Churches 18. St Paul's What more to say? The spiritual fulcrum of the nation. Remember the photographs of the Blitz, St Paul's rising defiantly over the smoke of burning London? Of course, a major toiurist attraction, but still very much a place of worship.
19. Southwark Cathedral There has been a church on the spot for over a thousand years. The main structure of this one was built between `1220 and 1420.
20. All Hallows by the Tower Dating back to 675 and badly damaged in the Blitz, a splendid mix of Saxon, Norman, Crusader, Mediaeval, seventeenth, nineteenth and twentieth century building.
21. Our Lady of La Salette & St Joseph Opened in 1861.
Culture 23. Tate Modern Some argue that the Tate has forgotten its original mission, but this is a wonderful, visionary initiative. Maybe the world's best modern art museum?
24. Bramah Tea & Coffee Museum We Brits still love our "cuppa" and it's celebrated here. Not London's most exciting museum, but worth popping in if you're in the area, and yes, they do sell the stuff.
25. Britain at War Museum For an insight into life in London during the Second World War.
26. The Clink The original prison known as "The Clink" was owned by successive Bishops of London until its destruction in 1780, housing a clientele ranging from priests to prostitutes. This museum in Clink Street celebrates the charm of the place with reconstructions of cell interiors and displays of torture equipment. Well, if that's your thing...
27. Design Museum Hosts regular and impressive exhibitions of cutting edge design. Also houses one of our favourite restaurants (the Blue Print Café).
28. London Dungeon Draws huge queues during school holidays and half-term breaks, all keen to experience the horrors of London's macabre and gruesome past. We can think of at least three PR firms just as scary.
29. Old Operating Theatre & Herb Garrett This odd little museum is one of our favourites. Climb up the rickety spiral staircase to explore the charming old Herb Garrett of St Thomas's Hospital. Then inspect the operating Theatre to see the grim realities of life before modern science, technology and painkillers.

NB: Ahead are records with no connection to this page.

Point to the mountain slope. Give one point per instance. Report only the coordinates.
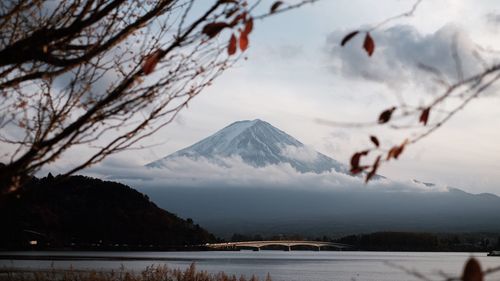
(274, 211)
(81, 211)
(259, 144)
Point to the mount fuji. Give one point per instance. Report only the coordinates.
(258, 144)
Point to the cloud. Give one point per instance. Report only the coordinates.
(401, 51)
(187, 172)
(304, 153)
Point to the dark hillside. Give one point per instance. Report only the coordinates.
(82, 212)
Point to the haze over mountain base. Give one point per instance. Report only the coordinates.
(253, 178)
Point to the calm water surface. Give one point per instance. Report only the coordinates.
(289, 266)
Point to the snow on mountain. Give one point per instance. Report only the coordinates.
(258, 144)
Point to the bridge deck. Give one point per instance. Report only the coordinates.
(286, 243)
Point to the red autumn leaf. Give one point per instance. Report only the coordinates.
(375, 141)
(238, 18)
(243, 41)
(150, 62)
(472, 271)
(385, 116)
(275, 6)
(369, 44)
(374, 169)
(248, 26)
(424, 116)
(212, 29)
(348, 37)
(395, 151)
(231, 48)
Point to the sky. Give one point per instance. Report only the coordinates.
(296, 74)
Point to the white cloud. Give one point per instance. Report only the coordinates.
(186, 172)
(304, 153)
(401, 50)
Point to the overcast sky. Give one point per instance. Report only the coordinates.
(296, 73)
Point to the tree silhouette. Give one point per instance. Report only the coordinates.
(424, 119)
(107, 73)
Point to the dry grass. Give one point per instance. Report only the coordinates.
(153, 273)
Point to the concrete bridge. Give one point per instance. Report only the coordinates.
(286, 244)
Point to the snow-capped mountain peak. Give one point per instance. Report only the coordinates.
(259, 144)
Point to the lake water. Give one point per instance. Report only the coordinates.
(289, 266)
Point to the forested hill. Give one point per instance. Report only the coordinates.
(83, 212)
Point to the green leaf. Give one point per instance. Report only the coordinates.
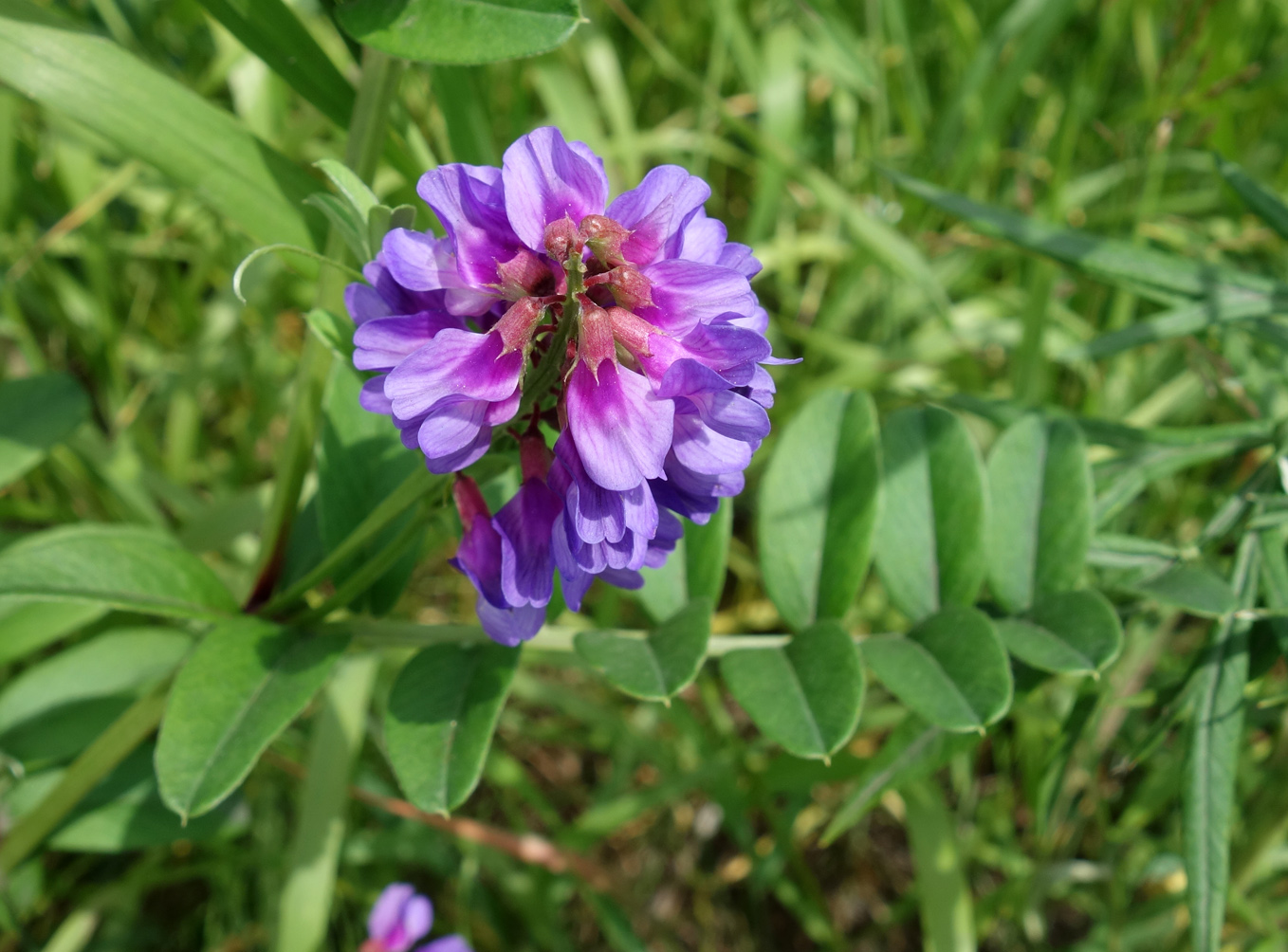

30. The Globe A stunning achievement, this painstaking reconstruction of Shakespeare's Globe Theatre runs a season of plays from May to September, rather at the mercy of the weather.
31. Southwark Playhouse A former tea and coffee warehouse, now established as one of London's leading studio theatres.
41. Unicorn Theatre for Children Actually two slick new theatres - the 300 seater Weston Theatre plus the cosy Clore theatre seating just 120. On Tooley Street, just behind City Hall and a few yards from the Hilton. This is professional theatre for kids, with the quality production values you'd expect from a West End show.
Other attractions 32. Golden Hinde Inspired by the Golden Hinde in which Sir Francis Drake circumnavigated the globe, this is a meticulous reconstruction of a fully operational Elizabethan galleon.
33. HMS Belfast A cruiser, launched in 1939, and active during the Second World War, playing a leading role in the destruction of the German battle cruiser Scharnhorst at the Battle of North Cape and in the Normandy landings.
34. Monument This 202 foot high Roman Doric column, designed by Christopher Wren was erected between 1671-1677 to commemorate the Great Fire of London of 1666.
35. Tower of London The big one. A thousand years of history. Chat to the Beefeaters, gasp at the Crown Jewels, inspect the state rooms and the prison cells, listen to the "characters" telling their tales. Allow the best part of a day.